Let's change variables to make things clearer (won't affect the theory, of course). If we put $1+u=x$, the original fraction becomes $$ \frac{1}{((x-1)^2-1)x} = \frac{1}{(x^2-2x)x} = \frac{1}{x^2(x-2)}. $$ Now, your question boils down to what happens when we add two fractions $$ \frac{A}{x}+\frac{Bx+C}{x(x-2)}. $$ But we can put them over the common denominator $x(x-2)$, so $$ \frac{A}{x}+\frac{Bx+C}{x(x-2)} = \frac{Ax-2A+Bx+C}{x(x-2)} = \frac{(A+B)x-2A+C}{x(x-2)}! $$ So this is the problem: no matter what polynomial we put on top of these fractions, they will never produce a denominator that is $x^2(x-2)$!
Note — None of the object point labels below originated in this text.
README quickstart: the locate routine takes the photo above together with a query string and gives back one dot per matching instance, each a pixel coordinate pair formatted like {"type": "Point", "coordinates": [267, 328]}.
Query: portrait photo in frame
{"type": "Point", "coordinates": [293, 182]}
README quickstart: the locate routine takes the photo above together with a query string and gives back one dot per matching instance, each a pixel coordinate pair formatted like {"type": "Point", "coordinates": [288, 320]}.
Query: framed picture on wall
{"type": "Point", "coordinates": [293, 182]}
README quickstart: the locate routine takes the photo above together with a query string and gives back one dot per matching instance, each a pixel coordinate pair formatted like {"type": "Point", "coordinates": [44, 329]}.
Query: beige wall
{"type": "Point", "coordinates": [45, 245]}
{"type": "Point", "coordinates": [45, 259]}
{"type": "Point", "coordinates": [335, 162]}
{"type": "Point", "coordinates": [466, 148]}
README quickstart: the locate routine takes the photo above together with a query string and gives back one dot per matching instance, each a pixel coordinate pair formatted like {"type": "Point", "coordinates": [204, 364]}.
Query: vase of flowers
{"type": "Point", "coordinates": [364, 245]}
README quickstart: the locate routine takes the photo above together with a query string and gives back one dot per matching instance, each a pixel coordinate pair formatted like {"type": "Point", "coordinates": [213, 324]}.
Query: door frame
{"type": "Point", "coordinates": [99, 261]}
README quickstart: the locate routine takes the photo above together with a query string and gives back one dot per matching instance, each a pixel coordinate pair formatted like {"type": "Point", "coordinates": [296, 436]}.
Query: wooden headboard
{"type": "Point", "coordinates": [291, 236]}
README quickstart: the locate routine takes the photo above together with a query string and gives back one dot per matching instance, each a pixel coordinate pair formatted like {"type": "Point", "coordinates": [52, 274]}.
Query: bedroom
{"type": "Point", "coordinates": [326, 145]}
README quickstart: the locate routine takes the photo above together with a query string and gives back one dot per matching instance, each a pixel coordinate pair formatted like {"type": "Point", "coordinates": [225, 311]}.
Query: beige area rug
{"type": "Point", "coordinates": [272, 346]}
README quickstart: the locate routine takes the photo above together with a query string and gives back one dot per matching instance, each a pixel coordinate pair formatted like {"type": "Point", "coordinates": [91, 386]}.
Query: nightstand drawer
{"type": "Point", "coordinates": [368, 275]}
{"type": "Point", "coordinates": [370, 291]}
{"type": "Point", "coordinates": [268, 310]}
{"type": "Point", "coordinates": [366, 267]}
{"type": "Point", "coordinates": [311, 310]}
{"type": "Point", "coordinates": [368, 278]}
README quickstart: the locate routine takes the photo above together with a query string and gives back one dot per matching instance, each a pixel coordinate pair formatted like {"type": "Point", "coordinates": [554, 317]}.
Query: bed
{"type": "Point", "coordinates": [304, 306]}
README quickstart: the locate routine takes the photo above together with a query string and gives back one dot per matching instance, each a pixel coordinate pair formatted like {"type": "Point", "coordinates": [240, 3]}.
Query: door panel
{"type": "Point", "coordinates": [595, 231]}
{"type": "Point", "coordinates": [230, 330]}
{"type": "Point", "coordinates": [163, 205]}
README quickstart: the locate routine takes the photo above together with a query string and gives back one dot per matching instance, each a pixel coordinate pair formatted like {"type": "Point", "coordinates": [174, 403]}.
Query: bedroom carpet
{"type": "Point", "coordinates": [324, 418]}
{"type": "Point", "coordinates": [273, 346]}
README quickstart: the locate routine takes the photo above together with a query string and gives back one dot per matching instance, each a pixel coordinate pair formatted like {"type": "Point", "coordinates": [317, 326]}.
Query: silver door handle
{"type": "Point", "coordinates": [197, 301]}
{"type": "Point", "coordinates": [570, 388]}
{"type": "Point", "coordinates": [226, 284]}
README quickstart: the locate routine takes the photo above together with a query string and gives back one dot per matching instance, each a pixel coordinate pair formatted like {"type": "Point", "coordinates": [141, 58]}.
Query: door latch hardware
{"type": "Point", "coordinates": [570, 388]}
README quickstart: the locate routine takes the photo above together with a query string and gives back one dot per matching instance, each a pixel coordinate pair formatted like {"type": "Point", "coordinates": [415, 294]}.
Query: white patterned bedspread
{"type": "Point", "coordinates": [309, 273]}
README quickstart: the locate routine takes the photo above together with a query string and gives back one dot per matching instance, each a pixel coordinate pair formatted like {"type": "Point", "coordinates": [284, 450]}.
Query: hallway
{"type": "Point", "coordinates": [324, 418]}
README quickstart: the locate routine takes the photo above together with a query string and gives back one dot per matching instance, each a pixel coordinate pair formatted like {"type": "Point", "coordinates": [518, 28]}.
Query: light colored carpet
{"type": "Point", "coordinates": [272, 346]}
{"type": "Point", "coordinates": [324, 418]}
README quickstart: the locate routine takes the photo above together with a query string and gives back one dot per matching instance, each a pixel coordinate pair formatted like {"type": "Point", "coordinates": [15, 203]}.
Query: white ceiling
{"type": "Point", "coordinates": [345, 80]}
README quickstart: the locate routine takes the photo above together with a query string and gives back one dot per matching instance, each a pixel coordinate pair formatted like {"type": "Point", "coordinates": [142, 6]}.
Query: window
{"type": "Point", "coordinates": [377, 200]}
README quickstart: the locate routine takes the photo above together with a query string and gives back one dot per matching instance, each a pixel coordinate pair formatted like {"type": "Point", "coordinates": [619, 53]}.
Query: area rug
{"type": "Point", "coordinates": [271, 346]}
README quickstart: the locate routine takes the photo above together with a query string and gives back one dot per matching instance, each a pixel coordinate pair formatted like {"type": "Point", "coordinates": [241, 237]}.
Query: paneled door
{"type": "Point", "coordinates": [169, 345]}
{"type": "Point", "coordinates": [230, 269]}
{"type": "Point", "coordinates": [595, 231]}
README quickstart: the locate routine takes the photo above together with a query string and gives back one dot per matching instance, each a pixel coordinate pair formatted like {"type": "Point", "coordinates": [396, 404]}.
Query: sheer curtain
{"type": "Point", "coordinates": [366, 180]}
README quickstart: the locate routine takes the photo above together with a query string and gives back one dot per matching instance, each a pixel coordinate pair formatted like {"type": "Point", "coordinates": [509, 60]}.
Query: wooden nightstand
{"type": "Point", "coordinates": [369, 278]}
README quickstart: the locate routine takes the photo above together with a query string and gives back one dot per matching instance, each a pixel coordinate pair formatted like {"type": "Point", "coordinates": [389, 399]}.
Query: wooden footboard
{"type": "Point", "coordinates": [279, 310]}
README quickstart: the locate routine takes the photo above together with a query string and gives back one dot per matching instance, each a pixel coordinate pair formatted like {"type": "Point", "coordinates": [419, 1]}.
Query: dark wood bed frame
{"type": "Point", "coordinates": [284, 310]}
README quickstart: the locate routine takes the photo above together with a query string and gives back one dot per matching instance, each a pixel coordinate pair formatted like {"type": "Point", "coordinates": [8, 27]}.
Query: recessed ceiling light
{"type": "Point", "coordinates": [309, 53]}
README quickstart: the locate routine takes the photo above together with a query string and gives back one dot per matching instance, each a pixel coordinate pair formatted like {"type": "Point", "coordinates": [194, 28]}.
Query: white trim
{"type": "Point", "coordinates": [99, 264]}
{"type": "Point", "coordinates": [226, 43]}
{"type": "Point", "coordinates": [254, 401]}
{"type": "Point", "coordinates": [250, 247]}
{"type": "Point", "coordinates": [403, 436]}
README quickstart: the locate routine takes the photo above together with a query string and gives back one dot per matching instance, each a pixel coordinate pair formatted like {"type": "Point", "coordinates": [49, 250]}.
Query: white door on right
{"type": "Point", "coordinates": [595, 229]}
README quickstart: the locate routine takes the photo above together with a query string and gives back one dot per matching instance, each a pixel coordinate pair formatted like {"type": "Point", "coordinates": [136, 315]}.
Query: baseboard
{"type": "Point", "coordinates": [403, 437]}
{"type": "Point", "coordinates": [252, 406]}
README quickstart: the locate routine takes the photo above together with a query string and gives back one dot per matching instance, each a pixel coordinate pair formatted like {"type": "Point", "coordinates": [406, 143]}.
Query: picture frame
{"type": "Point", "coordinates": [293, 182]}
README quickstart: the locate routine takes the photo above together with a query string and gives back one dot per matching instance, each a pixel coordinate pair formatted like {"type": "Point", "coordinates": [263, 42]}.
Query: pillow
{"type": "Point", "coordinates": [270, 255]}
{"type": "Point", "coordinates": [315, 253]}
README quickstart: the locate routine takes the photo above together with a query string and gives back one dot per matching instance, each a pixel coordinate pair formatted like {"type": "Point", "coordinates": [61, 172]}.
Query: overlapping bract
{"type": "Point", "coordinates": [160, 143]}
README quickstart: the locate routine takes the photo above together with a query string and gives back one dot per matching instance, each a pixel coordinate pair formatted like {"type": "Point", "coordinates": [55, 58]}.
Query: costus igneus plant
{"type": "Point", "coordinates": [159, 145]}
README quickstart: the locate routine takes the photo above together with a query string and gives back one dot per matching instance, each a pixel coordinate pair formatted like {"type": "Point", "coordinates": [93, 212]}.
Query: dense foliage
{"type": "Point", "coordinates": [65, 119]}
Okay, what about $$ \frac{A}{x^2} + \frac{Bx+C}{x(x-2)}? $$ This looks better, since we have to put it over a common denominator $x^2(x-2)$. Then we get $$ \frac{Ax-2A+Bx^2+Cx}{x^2(x-2)}. $$ Therefore we're forced to take $B=0$. We also have to get rid of the $x$ term, so $A=-C$. Then you can choose $A$ in order to get $-2A=1$, so $$ \frac{-1/2}{x^2} + \frac{1/2}{x(x-2)} $$ is a valid partial fraction decomposition for $1/x^2(x-2)$ (and equally, $$ \frac{-1/2}{(1+u)^2} + \frac{1/2}{u^2-1} = \frac{1}{(u+1)(u^2-1)}). $$